Response: This review focus on proteins regulating ATF4 translation. Discussing recent advance of cis-acting regulatory elements of ATF4 mRNA involved in regulating its translation is highly relevant deserving by itself a full review to be well covered.

7- Improving internal cross-referencing between related sections would enhance readability.

Response: We have now improved internal cross-referencing between sections.

8-The visual presentation of the figures requires improvement for clarity. Currently, illustrations such as Figure 7 incorporate a range of heterogeneous elements—molecular ligands, pharmacological agents, kinases, and clinical phenomena like carcinogenesis—without clear visual differentiation . Adopting a standardized visual convention (e.g., consistent shapes or color-coding for different categories) and establishing a formal legend for arrow types (e.g., solid for induction, blunt-ended for inhibition) would significantly improve figure interpretability.

Response: We have now improved the visual presentation of our figures par adopting a standardized visual convention

9-The reference to unpublished data on lines 178-179 should be avoided in a peer-reviewed review article. Finally, the use of question marks in Figure 6B and Figure 8 to indicate uncertain mechanisms appears less authoritative; these could be replaced with dashed lines or alternative visual conventions indicating proposed interactions.

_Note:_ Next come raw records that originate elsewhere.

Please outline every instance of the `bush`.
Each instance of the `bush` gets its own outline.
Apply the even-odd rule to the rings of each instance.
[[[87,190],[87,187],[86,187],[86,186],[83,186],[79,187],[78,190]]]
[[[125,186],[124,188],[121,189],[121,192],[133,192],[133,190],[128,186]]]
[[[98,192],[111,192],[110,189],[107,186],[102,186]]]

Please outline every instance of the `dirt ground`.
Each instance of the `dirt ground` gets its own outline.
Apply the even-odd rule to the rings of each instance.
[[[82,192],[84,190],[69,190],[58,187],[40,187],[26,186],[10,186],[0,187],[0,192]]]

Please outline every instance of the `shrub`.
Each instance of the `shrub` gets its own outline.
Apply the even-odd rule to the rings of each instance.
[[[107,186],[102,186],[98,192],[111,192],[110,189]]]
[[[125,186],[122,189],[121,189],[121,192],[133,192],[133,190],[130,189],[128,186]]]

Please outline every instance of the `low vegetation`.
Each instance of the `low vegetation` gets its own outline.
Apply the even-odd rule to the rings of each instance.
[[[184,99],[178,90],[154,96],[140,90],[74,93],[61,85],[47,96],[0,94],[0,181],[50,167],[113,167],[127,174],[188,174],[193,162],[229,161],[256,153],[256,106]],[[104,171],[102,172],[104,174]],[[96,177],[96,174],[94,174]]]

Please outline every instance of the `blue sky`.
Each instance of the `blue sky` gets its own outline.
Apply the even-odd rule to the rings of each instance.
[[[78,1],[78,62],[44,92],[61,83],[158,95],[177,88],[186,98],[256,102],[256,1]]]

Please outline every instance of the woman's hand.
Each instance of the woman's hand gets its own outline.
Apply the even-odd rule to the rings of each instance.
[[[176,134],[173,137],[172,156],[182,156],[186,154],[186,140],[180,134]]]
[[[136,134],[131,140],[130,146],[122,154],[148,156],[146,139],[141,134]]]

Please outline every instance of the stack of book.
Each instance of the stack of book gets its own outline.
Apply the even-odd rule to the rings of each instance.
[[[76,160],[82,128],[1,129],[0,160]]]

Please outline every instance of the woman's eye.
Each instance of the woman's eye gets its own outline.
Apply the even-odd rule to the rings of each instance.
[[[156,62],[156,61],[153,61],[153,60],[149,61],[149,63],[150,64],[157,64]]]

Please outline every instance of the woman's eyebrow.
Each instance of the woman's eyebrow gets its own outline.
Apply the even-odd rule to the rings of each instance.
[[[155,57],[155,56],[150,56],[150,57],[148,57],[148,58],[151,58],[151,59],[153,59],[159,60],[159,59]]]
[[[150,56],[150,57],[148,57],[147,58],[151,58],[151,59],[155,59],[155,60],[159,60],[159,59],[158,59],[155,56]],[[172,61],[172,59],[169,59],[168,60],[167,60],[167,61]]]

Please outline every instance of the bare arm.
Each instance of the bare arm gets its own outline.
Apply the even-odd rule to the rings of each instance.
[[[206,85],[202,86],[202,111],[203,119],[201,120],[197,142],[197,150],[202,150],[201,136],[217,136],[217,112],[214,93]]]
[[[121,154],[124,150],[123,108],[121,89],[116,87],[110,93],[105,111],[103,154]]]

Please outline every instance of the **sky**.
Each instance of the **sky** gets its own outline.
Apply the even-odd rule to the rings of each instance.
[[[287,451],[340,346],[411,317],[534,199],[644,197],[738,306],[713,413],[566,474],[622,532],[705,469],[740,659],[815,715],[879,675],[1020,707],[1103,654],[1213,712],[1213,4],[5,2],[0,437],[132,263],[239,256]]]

Response: We removed the reference to unpublished data and replaced question marks by dashed lines.

 

We thank the editor and reviewers for their constructive comments, corrections and suggestions. 

 

Round 2

Reviewer 2 Report

Comments and Suggestions for Authors

The authors have made substantial efforts to address most of the concerns. The expanded Introduction (p.1-2, lines 41-50) now clearly articulates the dual nature of ATF4 signaling, establishing a strong rationale for the mechanistic discussions that follow. The incorporation of GADD34-mediated negative feedback (p.8, lines 300-305), pharmacological modulators including PERK inhibitors and Salubrinal (p.9-10, lines 352-377), and DKC1-mediated IRES-dependent translation (p.15, lines 621-628) significantly enhances the review's comprehensiveness. The new integrative Figure 11 (p.19) effectively summarizes the complete regulatory network during both canonical and split-ISR. The improved internal cross-referencing (p.6, line 213; p.13, lines 535-536), removal of unpublished data references (p.5, line 186), merging of original Figures 1 and 2 into a single Figure 1, correction of typographical errors in Figure 7 legend, and replacement of question marks with dashed lines (Figures 7 and 9) appropriately address presentation concerns. The authors' decision to decline expanding on stem-loop-induced ribosome queuing (Comment #6), focusing on trans-acting factors, is acceptable.

However, none of the figure legends include formal explanations of the symbols used throughout the manuscript, such as the meaning of arrow types (solid lines, dashed lines, blunt-ended inhibition lines), color coding (red/green), or shape conventions. The authors should add symbol legends to clarify these visual elements for readers.

Author Response

1-However, none of the figure legends include formal explanations of the symbols used throughout the manuscript, such as the meaning of arrow types (solid lines, dashed lines, blunt-ended inhibition lines), color coding (red/green), or shape conventions. The authors should add symbol legends to clarify these visual elements for readers.

 

Responses: We added symboles legends to all figures clarifying visual elements.